The closest Lipton came to winning was in 1920, when Shamrock IV took the first two races before Resolute won the next three to retain the trophy for the New York Yacht Club.
That series was highly anticipated across North America, with New York hotels having to turn people away because they were at full capacity, while special trains brought in spectators from Canada, the New York Times reported on July 15, 1920.
"Resolute Wins Final Race By 19 Minutes 45 Seconds; America's Cup Stays Here," headlined the Richmond Times-Dispatch on July 28, 1920.
Lipton's relentless pursuit of success helped put the event on the map in the U.S., Bob Fisher, a sailing historian and author of numerous books on the sport, said by phone from Lymington on the English south coast.
"He was much loved by America and the Americans," Fisher said. "He was persistent, he wanted to win the Cup and spent a lot of money doing so."
Lipton may have spent as much as $2 million on his two challenges in 1920 and 1930, Rousmaniere estimated. That's roughly $27 million in today's money
Born in 1848, Thomas Johnstone Lipton became interested in the sport when he persuaded his parents to let him sail to New York from Scotland when he was just 14 years old, according to the America's Cup Hall of Fame website.
While in the U.S., he learned about the grocery trade and the power of advertising. Lipton returned home to his parents in Scotland five years later.
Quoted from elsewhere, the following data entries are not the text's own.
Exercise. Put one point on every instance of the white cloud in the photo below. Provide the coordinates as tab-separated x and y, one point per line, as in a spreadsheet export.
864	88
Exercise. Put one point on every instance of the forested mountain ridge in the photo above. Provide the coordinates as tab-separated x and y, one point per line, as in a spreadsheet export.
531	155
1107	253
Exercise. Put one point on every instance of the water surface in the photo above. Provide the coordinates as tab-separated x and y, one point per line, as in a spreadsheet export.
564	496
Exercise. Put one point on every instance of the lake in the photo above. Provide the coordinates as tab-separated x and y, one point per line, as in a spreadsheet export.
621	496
By 1914, he'd expanded the family's grocery shop into 500 stores -- laying the foundation for the nation's first supermarket chain.
He also created the Lipton tea brand, which is still in existence today.
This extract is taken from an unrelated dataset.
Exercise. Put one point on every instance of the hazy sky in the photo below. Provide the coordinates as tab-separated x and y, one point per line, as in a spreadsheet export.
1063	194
Although Lipton never won the Cup and wasn't much a sailor himself, his highly-publicized attempts boosted his business in the U.S. as it helped promote his tea, Fisher said.
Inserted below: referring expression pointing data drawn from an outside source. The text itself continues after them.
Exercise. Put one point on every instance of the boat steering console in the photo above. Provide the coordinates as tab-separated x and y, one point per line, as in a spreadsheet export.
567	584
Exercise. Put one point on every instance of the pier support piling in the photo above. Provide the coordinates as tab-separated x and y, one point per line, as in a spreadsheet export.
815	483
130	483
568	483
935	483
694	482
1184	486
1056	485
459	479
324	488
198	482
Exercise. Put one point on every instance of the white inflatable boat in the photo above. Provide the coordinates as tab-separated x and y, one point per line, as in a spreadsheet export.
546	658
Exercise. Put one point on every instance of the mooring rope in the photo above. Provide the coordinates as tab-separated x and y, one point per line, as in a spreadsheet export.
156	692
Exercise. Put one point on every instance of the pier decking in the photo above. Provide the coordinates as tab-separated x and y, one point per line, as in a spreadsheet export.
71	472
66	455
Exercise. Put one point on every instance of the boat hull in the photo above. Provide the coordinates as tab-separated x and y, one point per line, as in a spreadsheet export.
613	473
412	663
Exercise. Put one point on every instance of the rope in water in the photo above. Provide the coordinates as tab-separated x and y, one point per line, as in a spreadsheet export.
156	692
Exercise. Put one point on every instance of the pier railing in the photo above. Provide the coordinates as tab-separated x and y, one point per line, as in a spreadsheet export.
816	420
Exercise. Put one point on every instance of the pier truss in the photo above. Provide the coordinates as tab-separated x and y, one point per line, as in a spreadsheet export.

The 1920 race was the 13th edition of the America's Cup, and the first since 1903 after the outbreak of World War I prevented the race from taking place in 1914.
After New York Harbor became too busy with commercial shipping, the 14th edition moved to Newport, Rhode Island in 1930. It stayed there until 1983 when Alan Bond's Australia II beat Liberty to end the NYYC's 132-year dominance, the longest in sports.
During the 1920 races, New York Harbor was so filthy with oil and coal that the yachts had to be hauled out every two days to be cleaned, Rousmaniere said.
"The only person who wanted to have it in New York was Sir Thomas Lipton," Rousmaniere said. "All the people from his club and the New York Yacht Club wanted to have it in Newport where there was better wind, cleaner water and better sailing. But Lipton had a lot of followers and friends in New York and he made the decision. Most people would say it was the wrong decision because the wind was very poor for his boat."
Lipton didn't fare much better in his final attempt a decade later in Newport, where Shamrock IV was beaten by Enterprise -- skippered by Harold "Mike" Vanderbilt.
Lipton's reward after the final race: a specially designed cup for "the best of all losers."
Vanderbilt, who was a schoolboy when Lipton launched the first of his five challenges in 1899, preferred sailing over the family railroad business. A triple America's Cup-winning skipper, he helped develop the yacht racing rules, according to the America's Cup Hall of Fame website.
Vanderbilt summed up the feelings of the American public after the final 1930 race.
"Uppermost in our minds is a feeling of sympathy for that grand old sportsman, Sir Thomas Lipton, with whom our relations have been so pleasant," he said.
Although this was "perhaps his last attempt to lift the America's Cup," Vanderbilt said, "it has been our duty to shut the door in his face. In defeat lies the test of true sportsmanship, and he has proved to be a wonderful sportsman, quite the finest it has ever been our good fortune to race against."